Molten lava, meet nitroglycerin.
The latter half of the ’90s saw a much calmer and much less sexually-charged Madonna. She starred in Evita as Eva Peron and became pregnant with her first child. Following the birth of her daughter Lourdes, she discovered Eastern mysticism and the esoteric Jewish discipline of Kabbalah, all of which featured heavily on her seventh studio album, Ray of Light.
Following that album’s success, Madonna further diversified. She married English film director Guy Richie, she had a son, she starred in several movies, she wrote children’s books, she got divorced, she adopted a son, she performed at the Superbowl Half Time Show – and all the while, Madonna kept releasing albums, touring the world, and pissing people off.
It’s what she does best.
Well, that and serve as muse to the legion of women watching the throne and awaiting the crown of pop regency. Like Madonna, many of these women are known by a single name – Tiffany, Britney, Shakira, Beyonce, Rihanna, Gaga – but unlike Madonna, their careers have yet to stand the test of time. For the past thirty years, Madonna has been reinventing herself and the pop music wheel, dragging middle America into gay clubs and onto European dancefloors, exposing us all to things we never knew we craved. It’s no wonder that so many of L-U-V Madonna.

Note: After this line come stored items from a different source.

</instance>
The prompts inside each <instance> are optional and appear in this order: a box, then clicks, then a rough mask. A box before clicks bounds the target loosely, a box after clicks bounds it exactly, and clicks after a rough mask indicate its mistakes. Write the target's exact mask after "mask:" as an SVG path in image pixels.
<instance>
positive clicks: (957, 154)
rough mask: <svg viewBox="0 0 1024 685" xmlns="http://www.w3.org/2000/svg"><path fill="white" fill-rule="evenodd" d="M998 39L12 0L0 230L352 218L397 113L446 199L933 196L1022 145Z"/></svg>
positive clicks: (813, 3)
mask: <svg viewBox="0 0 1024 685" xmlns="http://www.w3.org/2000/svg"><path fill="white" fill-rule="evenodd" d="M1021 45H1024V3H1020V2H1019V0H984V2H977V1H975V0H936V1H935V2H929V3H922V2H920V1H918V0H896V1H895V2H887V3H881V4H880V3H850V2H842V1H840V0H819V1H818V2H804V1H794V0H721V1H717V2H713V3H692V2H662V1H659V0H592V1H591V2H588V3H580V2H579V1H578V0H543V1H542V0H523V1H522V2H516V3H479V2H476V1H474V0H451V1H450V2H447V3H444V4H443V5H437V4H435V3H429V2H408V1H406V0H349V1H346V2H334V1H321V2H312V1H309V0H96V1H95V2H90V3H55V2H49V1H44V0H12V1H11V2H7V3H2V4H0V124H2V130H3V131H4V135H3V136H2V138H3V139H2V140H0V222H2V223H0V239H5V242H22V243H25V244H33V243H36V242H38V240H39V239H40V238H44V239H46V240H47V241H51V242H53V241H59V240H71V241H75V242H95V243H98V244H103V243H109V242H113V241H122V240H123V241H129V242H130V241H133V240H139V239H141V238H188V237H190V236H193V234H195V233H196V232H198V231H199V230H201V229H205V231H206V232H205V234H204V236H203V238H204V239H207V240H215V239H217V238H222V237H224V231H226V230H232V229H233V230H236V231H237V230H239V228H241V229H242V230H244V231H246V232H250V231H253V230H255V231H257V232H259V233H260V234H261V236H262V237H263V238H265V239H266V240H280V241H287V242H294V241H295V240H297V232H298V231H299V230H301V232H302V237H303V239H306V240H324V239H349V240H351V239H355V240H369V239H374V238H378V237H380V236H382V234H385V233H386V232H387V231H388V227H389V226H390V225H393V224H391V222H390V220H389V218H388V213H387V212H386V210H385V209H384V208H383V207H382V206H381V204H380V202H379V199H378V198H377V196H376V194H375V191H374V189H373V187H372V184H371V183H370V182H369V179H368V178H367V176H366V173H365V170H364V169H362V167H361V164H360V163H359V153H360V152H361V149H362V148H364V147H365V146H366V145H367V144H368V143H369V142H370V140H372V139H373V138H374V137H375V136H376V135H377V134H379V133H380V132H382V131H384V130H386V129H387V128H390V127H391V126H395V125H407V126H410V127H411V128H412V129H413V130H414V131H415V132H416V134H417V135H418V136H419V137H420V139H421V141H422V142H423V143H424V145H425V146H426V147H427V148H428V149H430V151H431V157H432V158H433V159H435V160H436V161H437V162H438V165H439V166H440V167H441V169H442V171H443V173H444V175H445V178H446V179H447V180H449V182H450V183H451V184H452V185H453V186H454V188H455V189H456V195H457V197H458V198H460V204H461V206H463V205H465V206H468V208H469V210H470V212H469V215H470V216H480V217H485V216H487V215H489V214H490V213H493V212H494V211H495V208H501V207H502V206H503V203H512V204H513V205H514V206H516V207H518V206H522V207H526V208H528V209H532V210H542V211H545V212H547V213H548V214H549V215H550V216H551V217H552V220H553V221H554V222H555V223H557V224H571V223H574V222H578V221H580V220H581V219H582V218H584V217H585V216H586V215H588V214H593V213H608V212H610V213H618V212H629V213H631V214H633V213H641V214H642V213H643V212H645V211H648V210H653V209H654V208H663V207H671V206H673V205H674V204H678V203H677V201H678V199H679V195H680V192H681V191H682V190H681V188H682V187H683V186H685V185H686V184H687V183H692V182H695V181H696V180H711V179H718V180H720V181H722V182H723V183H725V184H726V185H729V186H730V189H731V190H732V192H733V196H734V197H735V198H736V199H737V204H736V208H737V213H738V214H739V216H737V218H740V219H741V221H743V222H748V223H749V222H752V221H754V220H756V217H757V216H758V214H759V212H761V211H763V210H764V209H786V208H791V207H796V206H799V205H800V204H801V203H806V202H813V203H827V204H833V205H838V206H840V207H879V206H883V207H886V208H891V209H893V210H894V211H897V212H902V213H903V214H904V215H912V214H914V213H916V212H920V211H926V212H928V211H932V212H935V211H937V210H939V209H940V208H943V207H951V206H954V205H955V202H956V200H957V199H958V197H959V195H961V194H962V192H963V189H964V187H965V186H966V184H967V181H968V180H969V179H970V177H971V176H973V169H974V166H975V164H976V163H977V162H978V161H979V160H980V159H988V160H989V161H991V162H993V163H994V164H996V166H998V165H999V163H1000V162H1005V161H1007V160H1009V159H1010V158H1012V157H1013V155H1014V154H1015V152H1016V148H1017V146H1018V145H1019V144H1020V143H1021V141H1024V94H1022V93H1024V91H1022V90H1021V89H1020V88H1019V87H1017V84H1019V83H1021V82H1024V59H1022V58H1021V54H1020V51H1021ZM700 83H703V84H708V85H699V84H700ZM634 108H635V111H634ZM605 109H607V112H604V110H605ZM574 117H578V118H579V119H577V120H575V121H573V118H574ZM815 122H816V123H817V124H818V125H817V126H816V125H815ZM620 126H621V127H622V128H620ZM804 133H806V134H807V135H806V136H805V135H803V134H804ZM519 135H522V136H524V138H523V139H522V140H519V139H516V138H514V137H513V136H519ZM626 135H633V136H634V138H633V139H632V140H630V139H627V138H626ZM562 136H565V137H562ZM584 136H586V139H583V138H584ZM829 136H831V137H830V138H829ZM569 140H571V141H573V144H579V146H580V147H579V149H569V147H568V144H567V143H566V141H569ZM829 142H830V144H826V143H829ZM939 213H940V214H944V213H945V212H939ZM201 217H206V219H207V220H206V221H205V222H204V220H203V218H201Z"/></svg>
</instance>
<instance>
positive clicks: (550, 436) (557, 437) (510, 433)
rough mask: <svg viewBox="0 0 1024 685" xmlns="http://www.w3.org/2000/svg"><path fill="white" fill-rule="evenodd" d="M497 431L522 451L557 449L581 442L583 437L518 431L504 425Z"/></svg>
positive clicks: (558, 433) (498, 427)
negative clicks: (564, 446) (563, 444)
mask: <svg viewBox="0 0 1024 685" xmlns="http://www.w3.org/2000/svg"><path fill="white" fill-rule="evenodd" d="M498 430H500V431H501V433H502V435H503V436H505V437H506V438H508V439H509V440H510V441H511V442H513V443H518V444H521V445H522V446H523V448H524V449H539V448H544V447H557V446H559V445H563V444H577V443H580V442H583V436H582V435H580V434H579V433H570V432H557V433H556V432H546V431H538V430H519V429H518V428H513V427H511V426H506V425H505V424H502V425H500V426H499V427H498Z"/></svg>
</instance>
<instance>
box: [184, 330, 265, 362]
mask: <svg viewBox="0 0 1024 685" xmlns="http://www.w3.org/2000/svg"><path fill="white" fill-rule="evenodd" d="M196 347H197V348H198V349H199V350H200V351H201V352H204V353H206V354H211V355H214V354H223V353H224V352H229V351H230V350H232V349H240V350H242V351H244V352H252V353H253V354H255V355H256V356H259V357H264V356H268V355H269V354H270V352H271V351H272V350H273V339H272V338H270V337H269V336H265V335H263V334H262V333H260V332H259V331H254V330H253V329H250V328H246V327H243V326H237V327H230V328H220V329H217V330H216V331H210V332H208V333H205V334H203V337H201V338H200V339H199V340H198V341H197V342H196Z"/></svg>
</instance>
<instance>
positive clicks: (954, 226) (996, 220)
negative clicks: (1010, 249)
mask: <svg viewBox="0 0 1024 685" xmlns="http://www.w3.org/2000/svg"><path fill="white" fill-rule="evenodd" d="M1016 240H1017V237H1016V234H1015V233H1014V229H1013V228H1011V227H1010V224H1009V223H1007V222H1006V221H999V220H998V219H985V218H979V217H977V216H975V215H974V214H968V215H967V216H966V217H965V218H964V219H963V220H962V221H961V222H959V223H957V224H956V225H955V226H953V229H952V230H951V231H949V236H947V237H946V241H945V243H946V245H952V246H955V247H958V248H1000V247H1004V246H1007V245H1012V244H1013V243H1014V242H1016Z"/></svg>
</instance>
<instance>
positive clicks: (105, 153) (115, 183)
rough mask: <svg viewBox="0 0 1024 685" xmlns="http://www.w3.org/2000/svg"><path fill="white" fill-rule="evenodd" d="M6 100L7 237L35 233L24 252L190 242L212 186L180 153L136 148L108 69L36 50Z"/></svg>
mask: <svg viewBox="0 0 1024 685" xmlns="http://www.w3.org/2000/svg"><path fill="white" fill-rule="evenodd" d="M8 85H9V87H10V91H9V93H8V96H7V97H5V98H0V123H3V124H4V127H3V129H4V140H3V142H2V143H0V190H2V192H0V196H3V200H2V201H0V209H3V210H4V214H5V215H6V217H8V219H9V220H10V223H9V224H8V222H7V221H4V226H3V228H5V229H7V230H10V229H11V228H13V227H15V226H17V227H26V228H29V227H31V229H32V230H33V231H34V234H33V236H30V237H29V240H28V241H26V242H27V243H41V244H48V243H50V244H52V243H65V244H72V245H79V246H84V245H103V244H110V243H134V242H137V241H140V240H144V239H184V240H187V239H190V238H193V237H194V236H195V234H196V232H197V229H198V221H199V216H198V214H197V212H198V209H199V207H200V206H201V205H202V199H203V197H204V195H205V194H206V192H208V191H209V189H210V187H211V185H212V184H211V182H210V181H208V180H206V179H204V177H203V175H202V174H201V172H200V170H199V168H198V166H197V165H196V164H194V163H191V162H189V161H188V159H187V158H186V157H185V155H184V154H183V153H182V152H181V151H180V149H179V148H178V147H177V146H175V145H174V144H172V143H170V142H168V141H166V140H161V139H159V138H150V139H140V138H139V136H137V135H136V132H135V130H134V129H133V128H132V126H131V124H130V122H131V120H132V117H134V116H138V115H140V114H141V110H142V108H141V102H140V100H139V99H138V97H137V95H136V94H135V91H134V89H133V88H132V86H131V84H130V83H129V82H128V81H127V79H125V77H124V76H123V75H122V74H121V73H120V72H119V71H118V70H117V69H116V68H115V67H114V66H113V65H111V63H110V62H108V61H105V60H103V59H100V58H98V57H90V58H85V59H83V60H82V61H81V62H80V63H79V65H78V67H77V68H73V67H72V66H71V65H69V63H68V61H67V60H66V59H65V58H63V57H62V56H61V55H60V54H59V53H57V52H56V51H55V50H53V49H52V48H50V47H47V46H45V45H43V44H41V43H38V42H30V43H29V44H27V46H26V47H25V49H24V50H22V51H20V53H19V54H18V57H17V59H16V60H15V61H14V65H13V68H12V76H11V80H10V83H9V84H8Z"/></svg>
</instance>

So, to the woman who’s been my personal consigliore since almost before I could walk – Madonna Louise Veronica Ciccone – Happy Birthday. And, as always, I need your advice.
Q. Madonna, what’ve you got for a thirtysomething with a penchant for pop music and gin cocktails?
You know what? Never mind. I think I got this.
A. “Express yourself so you can respect yourself.”